Dans la rédaction unique que renferme l’Exode, on retrouve les signes distinctifs de J, E et P : la façon propre à chacun d’eux de présenter les événements, et, de l’un à l’autre de ces documents, des différences notables quant au nombre des fléaux qu’ils racontent. En somme, le chiffre dix, que l’on emploie toujours pour représenter l’ensemble de ces fléaux, ne résulte que de la combinaison en un seul tout des calamités racontées par les différents documents ; « les dix plaies ne sont pas une expression scripturaire », selon l’observation très juste de Bennett (Commentaire sur l’Exode, p. 81). En effet, J en rapporte six (le Nil frappé, les grenouilles, les taons, la peste bovine, la grêle, les sauterelles) ; E en donne quatre (les eaux du Nil changées en sang, la grêle, les sauterelles, l’obscurité) ; et P aussi quatre (les eaux changées en sang, les grenouilles, les moustiques, les pustules). Tous trois racontent ce qu’on appelle la 10e plaie : la mort des premiers-nés (Pour la reconstitution de ces récits d’après les trois documents, voir A.Westphal, Sources, I, pages 279ss et, pour leur signification religieuse, le même auteur, Jéhovah, pages 184ss ; Marc Neile, Comm, sur l’Exode, pages 43 et 46.).

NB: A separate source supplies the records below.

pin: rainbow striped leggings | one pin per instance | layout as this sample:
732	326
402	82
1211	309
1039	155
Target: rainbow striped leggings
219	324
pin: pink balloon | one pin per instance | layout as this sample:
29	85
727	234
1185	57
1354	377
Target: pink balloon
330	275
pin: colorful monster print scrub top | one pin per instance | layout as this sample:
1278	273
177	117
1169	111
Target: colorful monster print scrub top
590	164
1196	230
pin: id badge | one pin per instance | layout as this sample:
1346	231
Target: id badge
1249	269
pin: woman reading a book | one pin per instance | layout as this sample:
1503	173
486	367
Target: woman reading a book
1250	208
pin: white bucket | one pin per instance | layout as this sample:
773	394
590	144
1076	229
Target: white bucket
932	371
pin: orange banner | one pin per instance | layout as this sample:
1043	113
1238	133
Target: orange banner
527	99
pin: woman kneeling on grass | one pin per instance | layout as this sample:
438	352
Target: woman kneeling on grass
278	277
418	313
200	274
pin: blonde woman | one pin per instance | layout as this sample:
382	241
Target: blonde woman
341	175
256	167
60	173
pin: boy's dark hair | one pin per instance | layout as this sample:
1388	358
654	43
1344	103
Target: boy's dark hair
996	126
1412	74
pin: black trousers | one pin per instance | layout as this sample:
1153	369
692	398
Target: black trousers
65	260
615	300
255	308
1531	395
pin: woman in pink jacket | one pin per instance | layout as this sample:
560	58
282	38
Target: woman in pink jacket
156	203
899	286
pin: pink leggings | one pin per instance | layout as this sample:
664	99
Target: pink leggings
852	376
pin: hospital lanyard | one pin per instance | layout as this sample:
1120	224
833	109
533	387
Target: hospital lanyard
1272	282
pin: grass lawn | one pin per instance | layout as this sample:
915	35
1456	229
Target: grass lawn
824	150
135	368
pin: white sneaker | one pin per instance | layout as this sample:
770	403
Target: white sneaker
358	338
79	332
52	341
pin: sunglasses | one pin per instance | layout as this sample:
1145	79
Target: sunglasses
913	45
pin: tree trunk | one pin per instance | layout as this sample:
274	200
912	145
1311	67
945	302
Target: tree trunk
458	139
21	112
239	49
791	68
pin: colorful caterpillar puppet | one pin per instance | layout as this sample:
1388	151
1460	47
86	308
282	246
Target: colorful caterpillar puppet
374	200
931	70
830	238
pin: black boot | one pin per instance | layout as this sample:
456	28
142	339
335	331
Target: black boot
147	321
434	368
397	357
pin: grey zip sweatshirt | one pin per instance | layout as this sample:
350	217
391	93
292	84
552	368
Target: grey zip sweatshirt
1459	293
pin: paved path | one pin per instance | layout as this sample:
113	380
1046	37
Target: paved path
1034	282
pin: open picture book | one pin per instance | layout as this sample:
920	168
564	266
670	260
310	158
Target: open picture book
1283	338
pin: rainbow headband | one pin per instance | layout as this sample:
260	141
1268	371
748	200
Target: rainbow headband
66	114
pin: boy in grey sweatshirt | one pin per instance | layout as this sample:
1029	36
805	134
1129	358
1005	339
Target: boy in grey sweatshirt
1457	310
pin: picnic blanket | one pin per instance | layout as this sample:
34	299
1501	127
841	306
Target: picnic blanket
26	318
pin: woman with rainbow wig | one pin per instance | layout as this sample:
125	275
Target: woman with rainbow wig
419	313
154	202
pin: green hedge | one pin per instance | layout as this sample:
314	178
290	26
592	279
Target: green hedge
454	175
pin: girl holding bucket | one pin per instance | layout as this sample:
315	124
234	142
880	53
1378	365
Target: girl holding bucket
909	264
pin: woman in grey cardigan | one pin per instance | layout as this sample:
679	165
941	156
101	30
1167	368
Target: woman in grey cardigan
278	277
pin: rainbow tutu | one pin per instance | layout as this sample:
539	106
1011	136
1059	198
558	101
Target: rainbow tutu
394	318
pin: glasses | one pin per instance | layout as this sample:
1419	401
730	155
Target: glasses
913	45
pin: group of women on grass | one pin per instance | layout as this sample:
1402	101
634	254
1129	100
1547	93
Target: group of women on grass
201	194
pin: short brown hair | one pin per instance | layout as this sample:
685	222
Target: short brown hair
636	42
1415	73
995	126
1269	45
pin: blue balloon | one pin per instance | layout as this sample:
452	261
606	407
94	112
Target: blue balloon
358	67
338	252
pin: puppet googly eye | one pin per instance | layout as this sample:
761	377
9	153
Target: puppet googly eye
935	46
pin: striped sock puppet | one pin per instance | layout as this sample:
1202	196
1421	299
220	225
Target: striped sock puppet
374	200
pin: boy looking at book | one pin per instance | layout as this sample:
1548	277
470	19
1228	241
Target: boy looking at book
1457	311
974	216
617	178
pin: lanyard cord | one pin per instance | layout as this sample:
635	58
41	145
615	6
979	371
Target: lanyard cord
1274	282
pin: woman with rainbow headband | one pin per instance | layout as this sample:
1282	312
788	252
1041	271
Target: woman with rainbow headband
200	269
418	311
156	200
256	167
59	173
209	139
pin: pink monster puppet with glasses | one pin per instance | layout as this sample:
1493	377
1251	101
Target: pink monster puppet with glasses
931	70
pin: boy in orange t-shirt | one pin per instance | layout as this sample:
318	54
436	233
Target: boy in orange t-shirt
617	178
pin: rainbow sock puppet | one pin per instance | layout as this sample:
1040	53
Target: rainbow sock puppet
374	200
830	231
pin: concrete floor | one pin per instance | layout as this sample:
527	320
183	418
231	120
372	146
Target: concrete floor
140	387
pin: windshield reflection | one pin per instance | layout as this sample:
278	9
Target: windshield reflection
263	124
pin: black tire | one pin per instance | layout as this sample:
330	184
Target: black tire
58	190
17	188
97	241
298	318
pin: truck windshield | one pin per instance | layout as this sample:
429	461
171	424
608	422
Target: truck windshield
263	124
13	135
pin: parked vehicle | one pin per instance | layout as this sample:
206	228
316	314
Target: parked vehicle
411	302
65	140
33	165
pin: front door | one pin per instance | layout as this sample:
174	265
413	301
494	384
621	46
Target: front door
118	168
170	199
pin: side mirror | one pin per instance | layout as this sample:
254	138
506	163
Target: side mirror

Il existait donc une tradition populaire relative à des fléaux qui auraient précédé la sortie d’Égypte ; mais il y avait désaccord quant à leur nombre et à la forme de leur production. J n’indiquait pas d’agent humain pour l’envoi ou le retrait des plaies, que Yahvé lui-même provoquait par son action directe sur la nature ; pour ce document, les fléaux étaient des phénomènes naturels qui, en eux-mêmes, ne paraissaient pas avoir un caractère miraculeux ; c’est leur virulence exceptionnelle et le fait qu’ils se produisent à un moment précis, déterminé par Yahvé et annoncé par Moïse, qui leur confèrent un caractère spécial et supranaturel ; et, dans J, il manque le signe préliminaire du bâton changé en serpent.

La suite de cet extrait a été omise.